Oil Bust May Put Onus on Pimco to Give Rio Retirees Debt Relief

  • Rioprevidencia's bonds due 2024 sink to record low 57.09 cents
  • Pension fund relies on oil royalties to service notes

Oil Declines as U.S. Stockpiles Increase

The sinking price of oil is threatening to put two of the world’s largest bond funds in an uncomfortable position.

Pacific Investment Management Co. and Dodge & Cox are the biggest owners of $3.1 billion of notes sold by Rioprevidencia, a pension fund for public-sector workers from Rio de Janeiro. The fund relies on crude royalties from the state to pay the debt. With oil prices plumbing new depths almost daily, the bonds have fallen to a record low on speculation Rioprevidencia may have little choice but to ask creditors to restructure the debt or default.

The selloff comes after Rioprevidencia persuaded investors to grant the fund a temporary waiver in September, when the fund said a metric fell below the minimum threshold required to prevent an acceleration of payments should more than half of bondholders demand their money back. In return, the fund boosted the coupon on the securities three percentage points to as much as 9.5 percent. But oil’s collapse has only worsened since that deal was struck, with prices falling 34.5 percent to a 12-year low.

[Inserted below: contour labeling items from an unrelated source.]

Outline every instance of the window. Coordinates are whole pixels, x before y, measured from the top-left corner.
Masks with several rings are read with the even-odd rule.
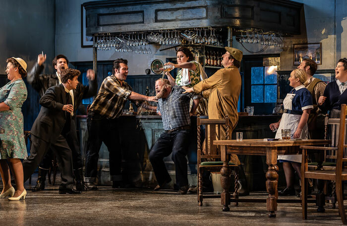
[[[277,66],[252,68],[252,103],[277,101]]]
[[[95,78],[94,78],[94,79],[98,79],[96,77],[96,76],[95,76]],[[85,72],[82,74],[82,83],[84,85],[88,85],[89,84],[88,78],[87,78],[87,72]],[[90,98],[83,99],[83,100],[82,101],[82,103],[83,104],[91,104],[92,103],[93,103],[93,101],[94,100],[94,96],[92,96]]]

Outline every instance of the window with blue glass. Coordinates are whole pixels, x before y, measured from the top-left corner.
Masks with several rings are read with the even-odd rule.
[[[95,79],[97,79],[95,77]],[[88,85],[89,82],[87,78],[87,72],[84,72],[82,74],[82,83],[84,85]],[[93,96],[90,98],[87,98],[86,99],[83,99],[82,101],[82,103],[83,104],[91,104],[93,103],[93,101],[94,100],[94,97]]]
[[[252,68],[252,103],[276,103],[277,101],[277,66]]]

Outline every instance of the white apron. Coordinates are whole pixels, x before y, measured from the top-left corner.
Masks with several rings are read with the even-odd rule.
[[[295,96],[295,94],[288,93],[287,94],[286,98],[283,100],[283,105],[285,109],[292,110],[291,101]],[[293,115],[292,114],[283,113],[282,118],[281,119],[280,126],[278,128],[275,138],[280,139],[282,139],[282,129],[290,129],[290,139],[292,139],[294,133],[295,133],[297,126],[299,125],[300,119],[301,118],[300,115]],[[307,128],[307,124],[302,128],[301,135],[300,137],[301,139],[307,139],[308,129]],[[301,155],[294,154],[291,155],[278,155],[278,159],[287,160],[288,161],[295,161],[296,162],[301,162]]]

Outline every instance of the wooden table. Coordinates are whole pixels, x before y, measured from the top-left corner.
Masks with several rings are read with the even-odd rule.
[[[277,155],[296,154],[301,153],[300,145],[323,146],[331,143],[331,141],[326,140],[280,140],[277,141],[264,141],[259,139],[243,140],[236,141],[235,140],[214,141],[213,144],[221,146],[222,161],[223,167],[221,170],[221,182],[223,192],[222,193],[222,205],[223,211],[229,211],[228,206],[230,204],[230,194],[229,187],[231,170],[228,167],[228,162],[230,160],[230,154],[247,154],[255,155],[266,155],[266,164],[268,164],[268,171],[266,172],[266,190],[269,197],[266,200],[267,211],[269,212],[268,216],[275,218],[275,211],[277,210],[277,183],[278,180],[278,167]]]

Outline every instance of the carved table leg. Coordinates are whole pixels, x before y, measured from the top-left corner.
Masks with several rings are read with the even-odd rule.
[[[230,208],[228,206],[230,204],[230,193],[229,193],[229,188],[230,188],[230,175],[231,174],[231,170],[229,168],[228,163],[230,159],[230,155],[227,153],[227,149],[225,146],[221,146],[221,153],[222,160],[223,161],[223,167],[221,169],[221,183],[222,187],[223,188],[223,192],[221,195],[221,201],[223,205],[223,211],[229,211]]]
[[[276,165],[277,151],[276,149],[267,148],[266,163],[269,166],[266,172],[266,190],[269,197],[266,200],[266,207],[269,211],[269,218],[276,218],[275,211],[277,210],[277,182],[278,180],[278,167]]]
[[[323,167],[322,164],[323,161],[320,159],[318,160],[318,165],[316,170],[324,170],[324,169]],[[325,205],[325,194],[324,194],[324,189],[325,182],[323,180],[317,179],[316,183],[318,191],[316,196],[316,205],[318,206],[318,208],[317,208],[317,212],[318,213],[324,213],[325,212],[325,209],[324,208],[324,206]]]

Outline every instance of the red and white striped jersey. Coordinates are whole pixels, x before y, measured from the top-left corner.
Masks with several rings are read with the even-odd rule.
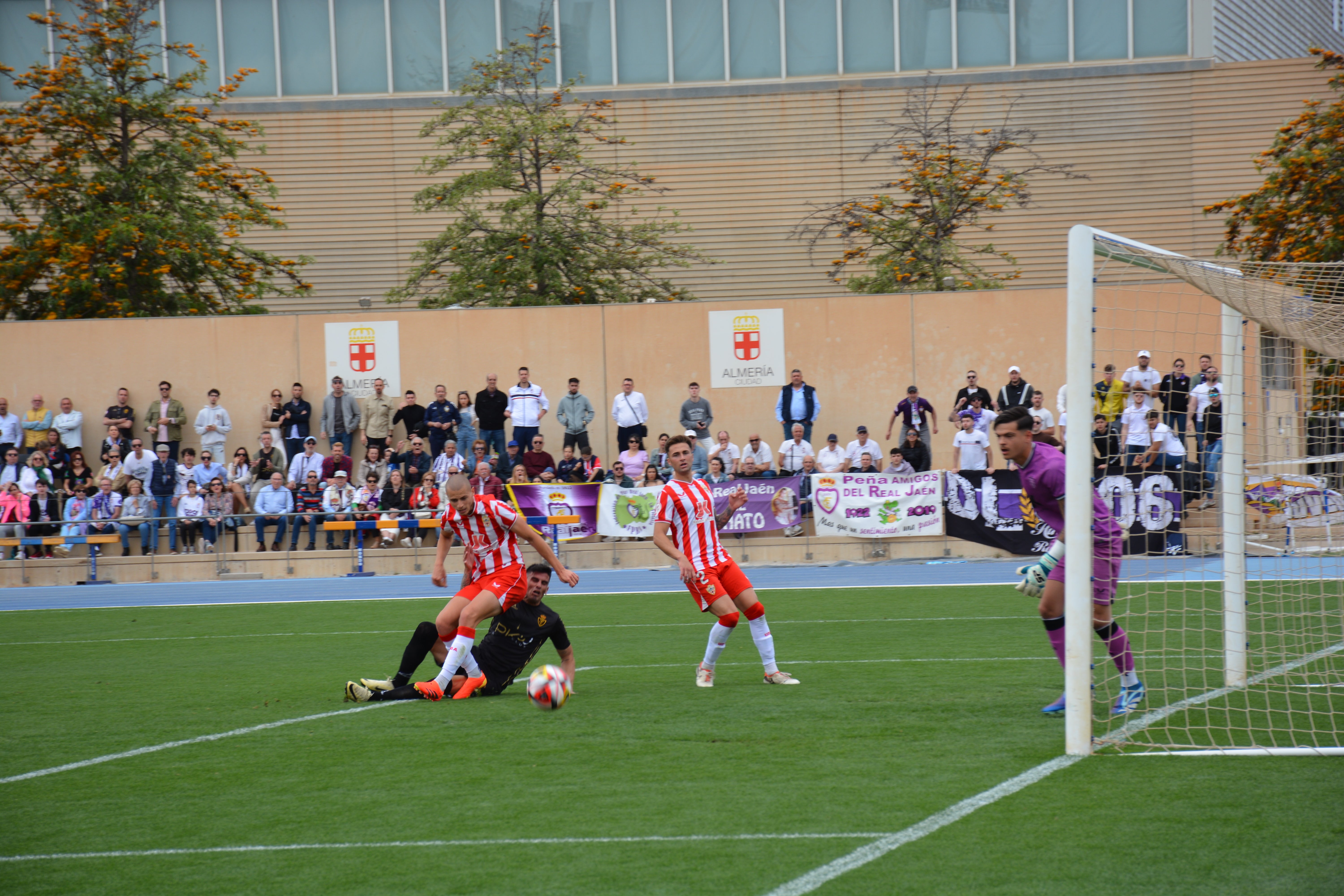
[[[523,563],[523,552],[517,547],[517,536],[509,527],[517,519],[517,510],[485,494],[476,496],[476,509],[464,517],[452,506],[444,510],[439,525],[452,529],[462,544],[476,557],[472,579],[499,572],[504,567]]]
[[[704,480],[668,481],[659,494],[656,521],[671,524],[668,535],[672,544],[696,570],[728,562],[727,552],[719,544],[719,527],[714,521],[714,496]]]

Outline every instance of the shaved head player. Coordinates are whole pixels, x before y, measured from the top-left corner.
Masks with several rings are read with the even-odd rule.
[[[449,531],[465,545],[466,563],[461,588],[434,621],[439,639],[448,645],[444,669],[433,681],[417,682],[415,689],[430,700],[442,700],[453,681],[453,672],[461,666],[466,681],[453,693],[453,700],[464,700],[485,684],[485,676],[472,657],[476,626],[512,609],[527,595],[527,570],[523,568],[517,540],[532,545],[560,582],[571,588],[579,583],[579,576],[564,568],[546,539],[517,510],[504,501],[473,494],[470,481],[461,473],[449,476],[444,490],[448,493],[448,509],[441,525],[446,531],[438,539],[430,580],[441,588],[448,587],[444,560],[453,543]]]
[[[1056,537],[1046,555],[1035,564],[1025,566],[1019,572],[1025,574],[1017,590],[1040,598],[1040,618],[1046,623],[1050,646],[1064,665],[1064,453],[1050,445],[1034,442],[1031,438],[1032,416],[1025,407],[1011,407],[995,418],[995,438],[1005,458],[1017,465],[1021,474],[1021,490],[1031,498],[1032,508],[1046,524],[1052,527]],[[1110,615],[1110,604],[1116,599],[1116,583],[1120,580],[1120,556],[1124,551],[1124,533],[1110,514],[1110,508],[1093,493],[1093,544],[1091,557],[1075,555],[1075,563],[1091,562],[1093,582],[1093,631],[1106,642],[1106,650],[1121,676],[1120,697],[1111,712],[1130,712],[1144,699],[1144,684],[1134,674],[1134,654],[1129,649],[1129,638]],[[1078,548],[1075,548],[1078,549]],[[1064,696],[1050,704],[1042,712],[1063,712]]]
[[[718,622],[710,629],[710,643],[704,660],[695,670],[695,684],[714,686],[714,664],[728,643],[728,635],[738,625],[738,610],[746,615],[765,665],[765,682],[796,685],[798,680],[780,672],[774,664],[774,638],[765,621],[765,607],[755,596],[751,582],[719,544],[719,527],[726,525],[732,512],[747,502],[741,488],[728,496],[728,505],[714,513],[714,496],[704,480],[691,474],[691,439],[675,435],[668,439],[668,463],[672,478],[659,496],[659,513],[653,523],[653,544],[676,560],[677,572],[695,598],[700,613],[712,613]]]

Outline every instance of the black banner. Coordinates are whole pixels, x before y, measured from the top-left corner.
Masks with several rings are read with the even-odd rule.
[[[1097,481],[1097,493],[1128,532],[1125,553],[1184,553],[1180,473],[1124,473]],[[1055,539],[1021,492],[1016,472],[943,473],[943,520],[954,539],[1009,553],[1044,553]]]

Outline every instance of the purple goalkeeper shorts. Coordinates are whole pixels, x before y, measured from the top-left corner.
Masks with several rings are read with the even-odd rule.
[[[1098,540],[1093,541],[1093,603],[1110,606],[1116,599],[1116,583],[1120,582],[1120,557],[1124,552],[1121,541]],[[1055,568],[1046,576],[1047,582],[1064,583],[1064,564],[1068,555],[1055,564]]]

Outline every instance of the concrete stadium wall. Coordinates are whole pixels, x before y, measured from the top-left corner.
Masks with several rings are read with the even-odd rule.
[[[1064,234],[1058,234],[1063,244]],[[1099,363],[1121,369],[1133,364],[1141,348],[1154,352],[1160,369],[1175,353],[1195,367],[1200,352],[1218,355],[1218,305],[1195,290],[1172,285],[1164,293],[1099,293],[1099,302],[1133,305],[1136,313],[1109,313],[1118,329],[1098,340],[1107,349]],[[1161,306],[1161,310],[1159,309]],[[194,416],[211,387],[234,420],[228,450],[257,445],[262,406],[271,388],[289,395],[298,380],[320,411],[328,391],[324,324],[395,320],[401,333],[403,388],[414,388],[421,403],[433,400],[442,383],[449,394],[473,394],[485,387],[485,375],[499,373],[500,387],[515,382],[526,364],[552,407],[564,394],[566,380],[578,376],[593,402],[597,419],[590,427],[594,450],[610,462],[616,423],[610,416],[621,379],[630,376],[650,408],[650,435],[677,433],[677,412],[687,383],[698,380],[710,399],[715,429],[726,429],[738,445],[753,431],[777,449],[781,429],[774,420],[778,388],[710,388],[707,314],[722,309],[782,308],[788,367],[798,367],[816,386],[821,416],[813,445],[827,433],[841,445],[855,427],[867,424],[883,449],[886,424],[911,383],[919,386],[939,414],[933,439],[934,466],[952,462],[952,426],[946,414],[965,371],[980,372],[992,392],[1007,382],[1009,364],[1046,392],[1054,411],[1055,392],[1064,371],[1064,290],[991,290],[917,293],[896,296],[837,296],[813,298],[743,300],[527,309],[370,310],[362,314],[266,314],[208,318],[8,321],[0,324],[0,395],[13,412],[42,394],[58,408],[62,396],[85,414],[85,445],[103,435],[98,424],[116,390],[130,390],[130,402],[142,415],[157,398],[159,380],[173,383],[173,395]],[[1184,324],[1173,324],[1180,312]],[[1200,324],[1191,321],[1199,320]],[[1247,365],[1247,371],[1253,371]],[[1099,379],[1099,373],[1098,373]],[[138,419],[138,418],[137,418]],[[316,423],[316,412],[314,412]],[[138,429],[138,427],[137,427]],[[188,427],[190,429],[190,427]],[[316,426],[314,426],[316,434]],[[542,434],[559,455],[562,427],[554,412],[542,422]],[[398,427],[396,437],[402,435]],[[899,435],[899,426],[894,438]],[[184,445],[199,445],[195,431]],[[320,450],[325,454],[327,446]],[[97,461],[97,458],[94,458]]]

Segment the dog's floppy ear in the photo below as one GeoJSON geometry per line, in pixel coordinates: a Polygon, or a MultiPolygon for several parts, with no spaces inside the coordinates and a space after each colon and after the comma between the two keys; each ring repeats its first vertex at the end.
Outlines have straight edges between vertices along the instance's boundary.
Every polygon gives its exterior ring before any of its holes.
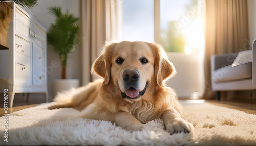
{"type": "Polygon", "coordinates": [[[159,86],[163,86],[167,79],[176,73],[175,68],[167,57],[165,51],[160,45],[154,43],[148,43],[153,50],[155,57],[155,78],[159,86]]]}
{"type": "Polygon", "coordinates": [[[111,56],[113,49],[116,43],[106,44],[101,54],[93,64],[91,72],[94,72],[104,78],[104,82],[108,84],[110,81],[110,70],[111,69],[111,56]]]}

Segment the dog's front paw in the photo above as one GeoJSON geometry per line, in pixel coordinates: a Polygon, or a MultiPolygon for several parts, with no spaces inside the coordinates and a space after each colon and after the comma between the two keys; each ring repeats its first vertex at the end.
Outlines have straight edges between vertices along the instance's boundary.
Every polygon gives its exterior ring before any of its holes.
{"type": "Polygon", "coordinates": [[[165,124],[166,130],[171,134],[175,133],[184,132],[189,133],[194,129],[193,125],[182,118],[176,118],[173,121],[169,121],[165,124]]]}

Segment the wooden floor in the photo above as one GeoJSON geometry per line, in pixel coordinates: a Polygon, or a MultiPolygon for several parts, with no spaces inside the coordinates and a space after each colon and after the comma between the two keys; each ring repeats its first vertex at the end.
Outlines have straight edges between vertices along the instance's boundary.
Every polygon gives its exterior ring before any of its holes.
{"type": "MultiPolygon", "coordinates": [[[[189,101],[190,102],[197,102],[196,100],[189,101]]],[[[41,96],[37,95],[36,98],[33,97],[29,98],[28,102],[26,102],[25,97],[22,94],[20,94],[19,95],[15,96],[13,102],[13,106],[12,108],[8,108],[8,113],[10,114],[12,112],[19,111],[25,108],[34,107],[44,102],[44,98],[42,95],[41,96]]],[[[254,101],[241,102],[239,101],[227,101],[226,100],[221,100],[220,101],[207,100],[205,100],[205,102],[219,106],[225,107],[244,111],[249,114],[256,115],[256,102],[254,101]]],[[[0,102],[0,116],[4,115],[5,114],[4,112],[4,104],[0,102]]]]}

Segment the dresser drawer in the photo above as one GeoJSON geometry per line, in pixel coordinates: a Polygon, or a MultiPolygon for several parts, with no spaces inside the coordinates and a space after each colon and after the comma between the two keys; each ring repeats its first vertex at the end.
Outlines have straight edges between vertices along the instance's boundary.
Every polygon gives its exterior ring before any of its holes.
{"type": "Polygon", "coordinates": [[[44,85],[46,82],[45,72],[43,64],[34,62],[33,66],[33,84],[35,86],[44,85]]]}
{"type": "Polygon", "coordinates": [[[30,38],[34,40],[38,45],[44,49],[43,44],[46,37],[46,32],[41,29],[33,21],[18,9],[16,12],[16,31],[17,34],[26,38],[30,38]]]}
{"type": "Polygon", "coordinates": [[[30,58],[18,52],[15,54],[15,62],[25,66],[30,66],[30,58]]]}
{"type": "Polygon", "coordinates": [[[30,56],[30,52],[31,50],[31,43],[25,39],[18,37],[15,37],[16,51],[22,54],[30,56]]]}
{"type": "Polygon", "coordinates": [[[29,66],[15,63],[15,85],[32,85],[32,77],[29,66]]]}
{"type": "Polygon", "coordinates": [[[34,45],[33,48],[33,60],[41,64],[43,64],[44,61],[44,52],[38,48],[37,46],[34,45]]]}

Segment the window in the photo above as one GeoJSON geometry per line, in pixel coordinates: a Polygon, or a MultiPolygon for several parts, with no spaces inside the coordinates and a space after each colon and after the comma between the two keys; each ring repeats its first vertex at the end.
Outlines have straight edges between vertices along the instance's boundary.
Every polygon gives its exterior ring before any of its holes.
{"type": "Polygon", "coordinates": [[[200,10],[198,0],[123,0],[122,40],[157,41],[167,52],[197,52],[203,40],[200,10]],[[159,9],[154,9],[156,2],[159,9]],[[159,26],[154,25],[154,11],[160,14],[155,15],[160,17],[159,26]]]}
{"type": "Polygon", "coordinates": [[[123,0],[122,40],[153,43],[154,0],[123,0]]]}
{"type": "Polygon", "coordinates": [[[161,41],[168,52],[190,54],[202,44],[198,0],[160,1],[161,41]]]}

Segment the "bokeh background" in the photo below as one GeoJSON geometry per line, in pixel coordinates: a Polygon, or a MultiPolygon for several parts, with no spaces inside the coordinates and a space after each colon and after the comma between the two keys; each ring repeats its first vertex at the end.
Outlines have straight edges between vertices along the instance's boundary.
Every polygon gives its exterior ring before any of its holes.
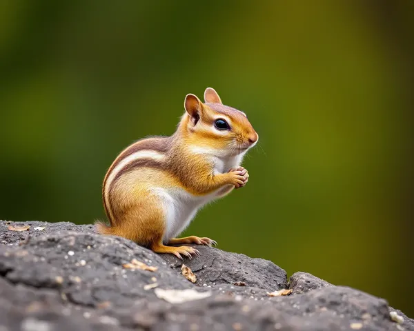
{"type": "Polygon", "coordinates": [[[124,147],[215,88],[259,132],[186,233],[414,317],[414,2],[0,2],[0,218],[92,223],[124,147]]]}

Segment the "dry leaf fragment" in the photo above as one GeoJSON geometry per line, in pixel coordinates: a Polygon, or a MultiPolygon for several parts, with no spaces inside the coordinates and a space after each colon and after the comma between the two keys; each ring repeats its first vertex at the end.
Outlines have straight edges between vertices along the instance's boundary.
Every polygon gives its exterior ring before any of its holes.
{"type": "Polygon", "coordinates": [[[144,285],[144,289],[146,291],[148,291],[148,290],[151,290],[152,288],[155,288],[157,286],[158,286],[158,283],[152,283],[152,284],[144,285]]]}
{"type": "Polygon", "coordinates": [[[191,269],[190,269],[187,265],[183,264],[181,265],[181,273],[183,276],[188,279],[191,283],[195,283],[197,281],[197,277],[195,274],[193,273],[191,269]]]}
{"type": "Polygon", "coordinates": [[[27,231],[30,228],[30,225],[9,225],[8,229],[10,231],[27,231]]]}
{"type": "Polygon", "coordinates": [[[108,308],[109,307],[110,307],[111,305],[112,305],[112,303],[110,303],[110,301],[101,301],[97,304],[97,308],[106,309],[106,308],[108,308]]]}
{"type": "Polygon", "coordinates": [[[198,292],[193,288],[186,290],[163,290],[157,288],[154,290],[155,295],[170,303],[182,303],[183,302],[199,300],[210,297],[211,291],[198,292]]]}
{"type": "Polygon", "coordinates": [[[157,271],[158,270],[157,267],[151,267],[150,265],[147,265],[144,262],[141,262],[137,259],[132,259],[132,261],[131,261],[130,263],[125,263],[123,264],[122,266],[126,269],[131,269],[132,270],[140,269],[141,270],[148,270],[153,272],[157,271]]]}
{"type": "Polygon", "coordinates": [[[390,317],[393,321],[397,322],[398,324],[402,324],[404,323],[404,317],[399,315],[397,312],[390,312],[390,317]]]}
{"type": "Polygon", "coordinates": [[[268,293],[268,295],[269,297],[280,297],[282,295],[288,295],[290,293],[292,293],[292,289],[286,290],[284,288],[282,290],[279,290],[279,291],[275,291],[272,292],[271,293],[268,293]]]}
{"type": "Polygon", "coordinates": [[[236,286],[247,286],[244,281],[236,281],[233,285],[235,285],[236,286]]]}

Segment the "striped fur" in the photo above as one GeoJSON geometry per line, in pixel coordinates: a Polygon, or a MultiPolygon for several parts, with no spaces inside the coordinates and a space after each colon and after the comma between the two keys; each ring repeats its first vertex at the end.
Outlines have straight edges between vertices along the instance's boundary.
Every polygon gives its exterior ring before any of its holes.
{"type": "Polygon", "coordinates": [[[110,224],[99,222],[99,232],[177,256],[196,252],[166,244],[213,242],[194,236],[174,237],[203,205],[245,185],[248,174],[240,163],[258,136],[246,114],[222,105],[214,90],[206,90],[205,99],[207,103],[202,103],[187,96],[186,112],[172,136],[138,141],[115,159],[102,187],[110,224]],[[217,129],[217,119],[226,121],[230,129],[217,129]]]}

“At the end of the day, this is going to have to be restructured,” said Casey Shanley, an analyst at Panning Capital Management LP in New York. “Most likely, that will involve much lower coupon payments to bondholders and extending maturities. What the pension did with the covenant waiver was give itself time in case oil came back. The next time Rioprevidencia blows the covenant, which will almost certainly be when the waiver expires, will be the trigger for the restructuring.”

Bondholders agreed to waive the so-called debt-service coverage ratio until March. Rioprevidencia said in September the measure fell to 1.2, below the 1.5 required in its debt contracts.

Pimco’s press office did not reply to a phone call and an e-mail message seeking comments on the bond’s performance or restructuring speculation.

Newport Beach, California-based Pimco, which oversees $1.43 trillion, owns 4.9 percent and 8.69 percent of Rioprevidencia’s notes due in 2024 and 2027.

San Francisco-based Dodge & Cox’s press office said in an e-mailed statement that the company does not comment on individual holdings as a matter of internal policy.

The asset manager holds 37.17 percent and 38.72 percent of Rioprevidencia’s debt due 2024 and 2027.

“The decline in crude prices is the main driver for the drop in the bonds because there are no reasons for prices to be at such a level as the debt is being serviced as expected, without any issue,” Rioprevidencia Chief Executive Officer Gustavo de Oliveira Barbosa said in an e-mail.

The pension fund gets about a third of its revenue from crude royalties granted by Rio de Janeiro state and paid mostly by state-controlled oil company Petroleo Brasileiro SA, which is scaling back investments and selling assets in the wake of a Brazil’s biggest ever-corruption scandal. When Rioprevidencia sold the bonds in June 2014, in an attempt to plug its budget gap, Brent crude fetched $109 a barrel. The price has since plummeted 72 percent to $31.68 a barrel.

The fund’s $2 billion of bonds due in 2024 have tumbled 21.5 percent this month, the most in Brazil after airline Gol Linhas Aereas Inteligentes SA. The notes declined 0.9 percent to 56.3 cents on the dollar Wednesday.

Last year, Rio de Janeiro’s house of representatives approved an extraordinary request to transfer 6.4 billion reais ($1.57 billion) from a state judicial fund to Rioprevidencia to help the fund close its deficit in 2015, according to report in newspaper O Globo that was confirmed by the fund’s press office. That option wouldn’t be available this year, according to the report.

Standard & Poor’s cut its rating for Rio de Janeiro on Jan. 12 from BB to BB-, three steps below investment grade, citing fiscal deterioration.

“The discussion between Rioprevidencia and bondholders may be an extension of the waiver received during the fourth quarter,” said John Haugh, a Latin America strategist at Mizuho Securities USA in New York. “But a longer-term solution might be necessary considering what has happened with oil prices.”